Sequencing a genome is getting cheaper, but making sense of the resulting data remains hard. Researchers have now found a new way to extract useful information out of sequenced DNA.
By cataloging subtle evolutionary signatures shared between pairs of genes in bacteria, the team was able to discover hundreds of previously unknown protein interactions. This method is now being applied to the human genome, and could produce new insights into how human proteins interact.
The project is a collaboration between scientists at the University of Washington School of Medicine and Harvard University. Their report appears in the July 11 issue of Science.
“Protein-protein interactions are fundamental to biological function. It’s remarkable that they can now be predicted en masse using the large amounts of genomic sequence data that have been generated in recent years,” said senior author David Baker, professor of biochemistry at the University of Washington School of Medicine.
Cells are packed with proteins, many of which must physically interact in order to function. This can mean coming together to copy DNA or to form long fibers like those found in muscle. In many cases, however, scientists still do not know which proteins interact. Discovering new pairings can be slow, laborious, and costly.
Looking for a better way, a team of four computational biologists studied a phenomenon called co-evolution, wherein changes in one gene are associated with changes in another. This can indicate that two genes are linked in some important way.
For example, if one gene mutates to produce a protein with an altered shape, a second may evolve to produce a protein with a shape complementary to the first, thereby preserving the ability of the two proteins to interact.

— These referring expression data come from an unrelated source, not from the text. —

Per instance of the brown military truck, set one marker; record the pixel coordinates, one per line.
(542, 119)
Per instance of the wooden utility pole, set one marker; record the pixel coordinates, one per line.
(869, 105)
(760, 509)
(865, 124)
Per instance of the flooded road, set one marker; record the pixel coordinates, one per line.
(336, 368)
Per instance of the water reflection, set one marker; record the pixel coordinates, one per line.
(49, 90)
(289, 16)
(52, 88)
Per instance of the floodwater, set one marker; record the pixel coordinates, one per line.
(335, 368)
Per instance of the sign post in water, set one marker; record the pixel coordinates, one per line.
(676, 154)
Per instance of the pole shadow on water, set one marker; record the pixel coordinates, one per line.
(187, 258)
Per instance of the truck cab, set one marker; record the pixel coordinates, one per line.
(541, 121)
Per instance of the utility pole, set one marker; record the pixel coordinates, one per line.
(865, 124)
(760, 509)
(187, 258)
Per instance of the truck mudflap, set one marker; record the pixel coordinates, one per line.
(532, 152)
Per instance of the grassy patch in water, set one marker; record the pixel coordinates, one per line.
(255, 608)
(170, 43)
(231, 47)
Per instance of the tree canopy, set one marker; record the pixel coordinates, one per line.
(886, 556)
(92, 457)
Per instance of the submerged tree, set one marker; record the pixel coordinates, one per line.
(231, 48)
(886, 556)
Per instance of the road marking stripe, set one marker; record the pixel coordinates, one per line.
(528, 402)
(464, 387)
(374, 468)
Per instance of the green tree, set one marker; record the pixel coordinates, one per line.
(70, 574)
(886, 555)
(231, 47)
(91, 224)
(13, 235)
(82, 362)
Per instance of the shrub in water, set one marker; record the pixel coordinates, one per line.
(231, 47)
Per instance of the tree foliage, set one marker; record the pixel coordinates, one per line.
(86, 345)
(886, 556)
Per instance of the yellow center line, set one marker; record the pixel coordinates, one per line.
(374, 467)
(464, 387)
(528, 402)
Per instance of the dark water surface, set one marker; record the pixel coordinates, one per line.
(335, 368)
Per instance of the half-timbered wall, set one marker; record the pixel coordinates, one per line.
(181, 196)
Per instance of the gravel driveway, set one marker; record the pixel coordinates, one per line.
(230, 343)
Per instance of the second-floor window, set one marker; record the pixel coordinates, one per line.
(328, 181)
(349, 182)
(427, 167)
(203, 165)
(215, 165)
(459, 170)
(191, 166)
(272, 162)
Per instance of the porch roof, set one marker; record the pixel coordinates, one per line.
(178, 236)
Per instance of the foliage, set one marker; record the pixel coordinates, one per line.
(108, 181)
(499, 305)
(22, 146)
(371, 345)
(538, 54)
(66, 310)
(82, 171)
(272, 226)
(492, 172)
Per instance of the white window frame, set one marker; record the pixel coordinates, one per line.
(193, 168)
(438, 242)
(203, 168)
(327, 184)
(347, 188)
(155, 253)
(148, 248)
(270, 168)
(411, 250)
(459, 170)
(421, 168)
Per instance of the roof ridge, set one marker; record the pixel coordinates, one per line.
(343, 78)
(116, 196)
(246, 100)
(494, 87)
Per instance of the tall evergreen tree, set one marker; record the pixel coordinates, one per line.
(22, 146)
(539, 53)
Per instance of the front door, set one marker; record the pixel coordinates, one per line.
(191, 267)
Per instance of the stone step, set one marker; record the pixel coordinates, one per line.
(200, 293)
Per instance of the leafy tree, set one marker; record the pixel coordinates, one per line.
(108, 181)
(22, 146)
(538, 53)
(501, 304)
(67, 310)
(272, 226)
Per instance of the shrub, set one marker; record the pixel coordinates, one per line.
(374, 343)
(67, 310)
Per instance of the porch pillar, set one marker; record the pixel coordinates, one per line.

In recent years, researchers have found evidence for some of these subtle molecular interactions in an organism’s DNA.
“Co-evolution has been useful for understanding how specific proteins interact, but we can
now use it as a tool for discovery,” said lead author Qian Cong, a postdoctoral fellow at the UW School of Medicine.
The research team compared more than 4,000 genes from E. coli to DNA sequences from more than 40,000 other bacterial genomes. This large stockpile of genetic information allowed the researchers to use a bespoke statistical model to assess co-evolution between each E. coli gene.
After several rounds of analysis, 1,618 pairs were found to have the strongest evidence of co-evolution. By comparing their results to a small set of already characterized protein-protein interactions, the researchers achieved considerably higher accuracy than previous experimental screening methods.
Among the newly discovered interactions were a few that hint at new biological insights. One of these, an interaction between a protein toxin and its antitoxin, may help explain, the researchers speculate, why some E. coli dominate their microbial niche. Another newfound pairing suggests that a protein called PstB, which was known to play a role in metabolism, may also help coordinate protein synthesis and mineral transport.
“It is rare in biology for a software tool to make predictions that are promising enough to test, but that is exactly what’s happening here,” said Cong. There are literally hundreds of follow-up experiments that could be performed in labs around the world.”
The team also scoured the genome of Mycobacterium tuberculosis, a disease bacterium distantly related to E. coli. They identified 911 protein-protein interactions with high confidence. 95 percent of these had never been previously described. Seventy involve proteins that may contribute to the virulence of M. tuberculosis, the researchers report. These findings may open new routes to develop drugs against the deadly pathogen.
“We are going to apply this tool to more pathogens, and the human genome,” says Cong. “Our success will depend on how much work other scientists put into annotating which parts of the genome are genes and which parts are something else.”
This project was funded by the Washington Research Foundation, National Institute of General Medical Sciences (R01-GM092802-07), National Institute of Allergy and Infectious Diseases (HHSN272201700059C), Office of the Director of the National Institutes of Health (DP5OD026389), Spark Therapeutics, and IPD Director’s Fund from Bruce and Jeannie Nordstrom. Cong is a Washington Research Foundation Innovation Fellow.
This research used resources of the National Energy Research Scientific Computing Center.
The authors declare no competing interests.